All this talk about “Big Data” and “Standardization” makes me want to scream! Enough is enough. Before we get to the appraisal process discussion, let’s talk about how real estate is priced all across this country. Realtors® price homes, period. No Big Data, no thoughts of mortgage risk, accuracy, consistency, transparency, and no one is looking over their shoulders asking “why” on every choice they make. No regression analysis, no quality or condition ratings, not too much of anything that resembles an appraisal these days. Yet, they are quick to point out they are best people to call to “know your home’s true market value.”
Competitive Market Analysis (CMAs) are easy to find and study. And, they are most often pretty simple. What do most Realtors® do to calculate home values? In the real world, in small offices all across America, Realtors® use the magical formula – price-per-square-foot. Most agents will take 3/4/5 sales which they deem the most “comparable” and calculate a price-per-sqft.

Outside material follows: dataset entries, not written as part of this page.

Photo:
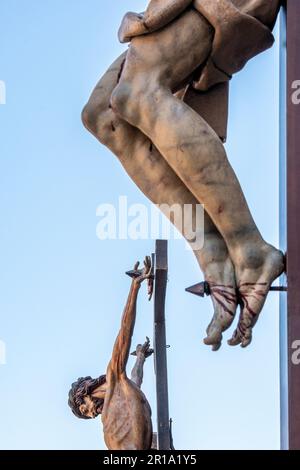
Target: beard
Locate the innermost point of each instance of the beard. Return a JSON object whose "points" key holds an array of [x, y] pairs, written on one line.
{"points": [[99, 403]]}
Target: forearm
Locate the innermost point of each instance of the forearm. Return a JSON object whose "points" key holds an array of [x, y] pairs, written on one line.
{"points": [[138, 370], [123, 342], [160, 13]]}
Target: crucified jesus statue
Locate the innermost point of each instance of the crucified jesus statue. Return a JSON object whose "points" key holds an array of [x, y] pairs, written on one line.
{"points": [[124, 409], [161, 108]]}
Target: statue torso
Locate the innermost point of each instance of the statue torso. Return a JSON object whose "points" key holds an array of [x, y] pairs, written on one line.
{"points": [[126, 417]]}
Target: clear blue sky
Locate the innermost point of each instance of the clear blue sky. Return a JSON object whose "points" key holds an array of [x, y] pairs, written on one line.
{"points": [[62, 290]]}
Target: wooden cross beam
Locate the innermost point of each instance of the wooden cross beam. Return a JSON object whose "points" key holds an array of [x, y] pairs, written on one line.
{"points": [[290, 223], [160, 345]]}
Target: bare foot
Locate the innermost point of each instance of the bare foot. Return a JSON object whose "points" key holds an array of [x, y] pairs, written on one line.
{"points": [[222, 285], [254, 279]]}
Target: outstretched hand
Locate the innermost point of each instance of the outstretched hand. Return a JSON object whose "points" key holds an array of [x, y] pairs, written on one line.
{"points": [[144, 349], [132, 25]]}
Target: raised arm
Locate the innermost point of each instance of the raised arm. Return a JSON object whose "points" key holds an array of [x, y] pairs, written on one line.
{"points": [[121, 349], [158, 14], [141, 353]]}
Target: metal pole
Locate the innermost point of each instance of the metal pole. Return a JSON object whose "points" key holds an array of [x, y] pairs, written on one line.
{"points": [[160, 346], [284, 434], [293, 218]]}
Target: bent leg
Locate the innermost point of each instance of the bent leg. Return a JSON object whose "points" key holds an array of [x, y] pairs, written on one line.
{"points": [[154, 68], [161, 185]]}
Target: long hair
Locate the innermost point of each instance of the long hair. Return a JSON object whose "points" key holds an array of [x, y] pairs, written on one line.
{"points": [[83, 387]]}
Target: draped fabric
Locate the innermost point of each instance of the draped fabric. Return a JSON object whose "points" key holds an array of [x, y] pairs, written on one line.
{"points": [[242, 30]]}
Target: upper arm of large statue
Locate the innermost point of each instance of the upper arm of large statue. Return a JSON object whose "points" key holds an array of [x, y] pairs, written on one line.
{"points": [[158, 14]]}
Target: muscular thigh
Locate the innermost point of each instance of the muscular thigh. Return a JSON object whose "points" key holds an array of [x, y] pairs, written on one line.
{"points": [[171, 54]]}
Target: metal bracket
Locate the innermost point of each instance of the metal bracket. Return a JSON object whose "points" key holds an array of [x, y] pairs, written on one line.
{"points": [[202, 289]]}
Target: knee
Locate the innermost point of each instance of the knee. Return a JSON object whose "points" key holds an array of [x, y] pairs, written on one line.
{"points": [[120, 99], [89, 117], [130, 99], [98, 119]]}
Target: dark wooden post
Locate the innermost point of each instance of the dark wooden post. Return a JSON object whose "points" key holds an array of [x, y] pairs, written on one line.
{"points": [[293, 217], [290, 232], [160, 346]]}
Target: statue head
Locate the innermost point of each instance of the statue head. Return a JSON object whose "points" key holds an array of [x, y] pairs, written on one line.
{"points": [[86, 397]]}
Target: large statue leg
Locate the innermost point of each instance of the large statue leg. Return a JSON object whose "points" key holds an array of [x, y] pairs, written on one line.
{"points": [[161, 185], [155, 66]]}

They take the average price-per-sqft of their comps and then apply that average number to their listing’s square footage total. Where they get that number from is one of those “it depends.” Too many agents simply take the sqft number from the local tax office and do the math (Very few agents measure homes any more). Let’s just say we have a 2,200 sqft dwelling, and multiply that number times the average of $120.00 per-sqft, and they get a listing price of $264,000. The problem starts with the accuracy of the tax department’s sqft numbers. After over a decade of studying the tax records, these numbers are wrong far more often than they are right. With the exception of large urban markets where there are thousands of similar homes built in tract developments, the majority of sqft information in tax records is wrong; and in error enough to change home values anywhere from five to fifty grand. Think about that! (It’s not the tax department’s job to get precise sqft data. They don’t need it and never get to go inside any house-mission impossible).
Realtors® have the least amount of training of anyone who works in the home buying/selling process, and they typically get paid the most (anything wrong with that picture?). Most don’t get the training they need to really do a professional job of pricing homes. For the agents who say “we just don’t use a price-per-sqft formula,” I say let’s look at the last five CMA’s from your office and then we’ll talk.
After an agent prices a home and gets a contract, then the sky darkens and the world rumbles with changes. All of a sudden everybody wants to know every detail of how the home is valued. They want to know every choice an appraiser makes. They want things explained that take appraisers years to learn. So even if the appraiser explains it in great detail, they have no clue. It’s like the janitor insisting the doctor explain every move he/she makes. What a crazy system we have grown into since Dodd-Frank. Just imagine if we asked a few of these questions to real estate agents… silence would fill the air.
Appraisers get the blame for too many low appraisals, when the real problem started at the beginning of the process with the listing agent, who might have been swayed by Zillow® or the over-confident home-owner, or even the mailman who has a daughter that works in real estate in the next state over. In the big picture, our system is out of control and common sense has left the building. All this talk of standardization and big data is useless without accurate data, and MLS just doesn’t provide it anymore. Every property is unique in some aspect and appraisers are the best chance at finding out the fair value. Is the system perfect, no. However, it is far superior to any automated solution. Local expertise and a physical inspection are important parts of consumer protection. Without it, and without a living, human appraiser in the process, consumers will end up being cheated. All this technology is meant to help the appraiser, not to replace them. The automated revolution needs to be stopped in its tracks. It is NOT the answer to better appraisals.
It’s time to look a little closer at the home pricing system at the beginning stages of the process. And, to look closer at the MLS and how real estate agents are trained. It’s time to get off the appraisal reform bandwagon and look at Realtor® reform, which actually might make the system better. All banks see is the potential profits from an automated valuation system. If the government truly cared about consumer protection, the real estate pricing system needs a make-over. We need to reform real estate education, improve the “quality” in MLS, and get Realtors® to be more responsible for the real property information they provide.